Namdev – Auszüge aus Seinem Leben

1269–1344

Übersetzung aus englischen Vorlagen durch Schüler Kirpal Singhs

Namdev

 

Namdev wurde in der Familie eines Tuchfärbers von niederem Rang in Maharashtra geboren. Von früher Jugend an entwickelte er das Verlangen nach Gotterkenntnis – zuerst in der Form des Götzendienstes, wie er in seiner Familie Brauch war, aber später durch die Hingabe an das Heilige Naam.

Namdevs Großvater betete Götter an und brachte den Figuren täglich ein Milchopfer dar. Alle waren mit seinem täglichen Gang in den Tempel vertraut. Er ging mit einem Gefäß voll Milch dorthin und sagte:

Ich bringe die Milch den Göttern als Trank.

Eines Tages musste er in einer entfernten Stadt Geschäfte erledigen; und so rief er Namdev zu sich und sagte: 

Bitte verrichte die Puja (Lichtzeremonie) und bringe die Milch in den Tempel, während ich weg bin. 
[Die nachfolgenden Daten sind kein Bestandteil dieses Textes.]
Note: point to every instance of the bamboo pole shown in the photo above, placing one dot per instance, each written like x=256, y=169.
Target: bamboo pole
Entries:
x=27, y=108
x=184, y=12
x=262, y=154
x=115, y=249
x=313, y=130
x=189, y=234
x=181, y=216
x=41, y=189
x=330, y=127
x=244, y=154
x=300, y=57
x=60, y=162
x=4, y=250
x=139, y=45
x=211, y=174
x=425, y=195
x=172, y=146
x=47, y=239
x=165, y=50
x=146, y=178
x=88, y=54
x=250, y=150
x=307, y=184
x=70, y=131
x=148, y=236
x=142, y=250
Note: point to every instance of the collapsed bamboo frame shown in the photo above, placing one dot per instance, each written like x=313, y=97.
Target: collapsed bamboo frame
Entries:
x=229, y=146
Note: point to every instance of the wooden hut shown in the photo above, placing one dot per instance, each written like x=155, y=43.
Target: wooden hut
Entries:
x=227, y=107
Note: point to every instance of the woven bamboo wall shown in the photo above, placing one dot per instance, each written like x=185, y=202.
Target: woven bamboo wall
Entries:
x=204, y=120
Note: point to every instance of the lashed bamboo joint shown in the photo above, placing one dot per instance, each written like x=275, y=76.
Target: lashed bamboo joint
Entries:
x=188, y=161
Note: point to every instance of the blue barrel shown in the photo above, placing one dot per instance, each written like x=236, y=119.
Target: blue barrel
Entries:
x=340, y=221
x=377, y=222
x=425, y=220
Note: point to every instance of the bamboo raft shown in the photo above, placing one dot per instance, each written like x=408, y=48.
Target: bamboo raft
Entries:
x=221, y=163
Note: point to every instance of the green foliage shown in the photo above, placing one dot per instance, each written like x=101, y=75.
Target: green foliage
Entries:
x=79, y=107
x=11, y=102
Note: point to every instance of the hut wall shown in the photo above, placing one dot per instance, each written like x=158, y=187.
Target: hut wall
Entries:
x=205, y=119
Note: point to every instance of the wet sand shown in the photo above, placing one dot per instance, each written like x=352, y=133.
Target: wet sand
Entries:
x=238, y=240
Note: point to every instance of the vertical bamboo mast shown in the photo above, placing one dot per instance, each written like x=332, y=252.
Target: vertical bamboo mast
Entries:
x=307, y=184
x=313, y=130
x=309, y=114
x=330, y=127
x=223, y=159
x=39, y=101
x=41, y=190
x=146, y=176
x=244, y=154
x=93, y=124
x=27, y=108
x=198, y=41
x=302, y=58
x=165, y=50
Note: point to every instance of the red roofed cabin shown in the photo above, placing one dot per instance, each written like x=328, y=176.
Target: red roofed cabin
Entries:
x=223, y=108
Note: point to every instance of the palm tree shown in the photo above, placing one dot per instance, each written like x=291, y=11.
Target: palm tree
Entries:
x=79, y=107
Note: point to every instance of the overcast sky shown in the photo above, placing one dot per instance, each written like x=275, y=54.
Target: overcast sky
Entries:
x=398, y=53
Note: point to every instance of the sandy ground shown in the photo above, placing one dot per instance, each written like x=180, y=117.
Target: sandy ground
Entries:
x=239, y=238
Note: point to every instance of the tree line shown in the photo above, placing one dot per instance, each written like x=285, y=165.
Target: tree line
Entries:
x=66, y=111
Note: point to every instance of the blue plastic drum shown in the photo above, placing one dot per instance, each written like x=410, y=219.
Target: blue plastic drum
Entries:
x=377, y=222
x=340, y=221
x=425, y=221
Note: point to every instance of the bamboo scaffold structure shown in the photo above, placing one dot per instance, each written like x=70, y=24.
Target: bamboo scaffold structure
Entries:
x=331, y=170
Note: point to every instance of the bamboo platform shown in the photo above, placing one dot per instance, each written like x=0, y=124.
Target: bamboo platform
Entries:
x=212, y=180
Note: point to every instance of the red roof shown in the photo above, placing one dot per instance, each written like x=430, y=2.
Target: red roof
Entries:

Das Kind wusste, dass der Großvater die Milch den Göttern brachte; aber es wusste nicht, dass er die Milch selbst trank, wie es Brauch war. 

Am nächsten Tag führte also Namdev die Puja durch und stellte dann die Milch vor die Götter. Er schloss die Augen und bat sie, sein Milchopfer anzunehmen. Doch als er die Augen öffnete, stand die Milch noch immer da. Er wunderte sich, dass sie die Milch nicht getrunken hatten. Namdev sagte dann zu den Götterfiguren:

Ihr habt die Milch jeden Tag getrunken – was ist heute anders?

Als er keine Antwort bekam, wurde er ganz unglücklich und unzufrieden und schrie:

Wenn ihr nicht kommt und die Milch trinkt, schneide ich mir die Kehle durch!

Und er zog seinen Dolch. Sogleich erschien der Herr Selbst und trank seine Milch. Namdev setzte seine Spirituelle Suche mit eben dieser unschuldigen doch unerschütterlichen Hingabe fort, bis er schließlich Eins mit Ihm wurde.

Namdev wurde sein ganzes Leben lang von seiner Familie für das Vergessen oder Übersehen seiner weltlichen Pflichten verspottet – erst von Mutter und Bruder, dann von seiner Frau. Stattdessen verbrachte er seine Zeit in Meditation. Aber die Tiefe seines Glaubens bewegte stets den Herrn Selbst, die Arbeit für ihn zu verrichten.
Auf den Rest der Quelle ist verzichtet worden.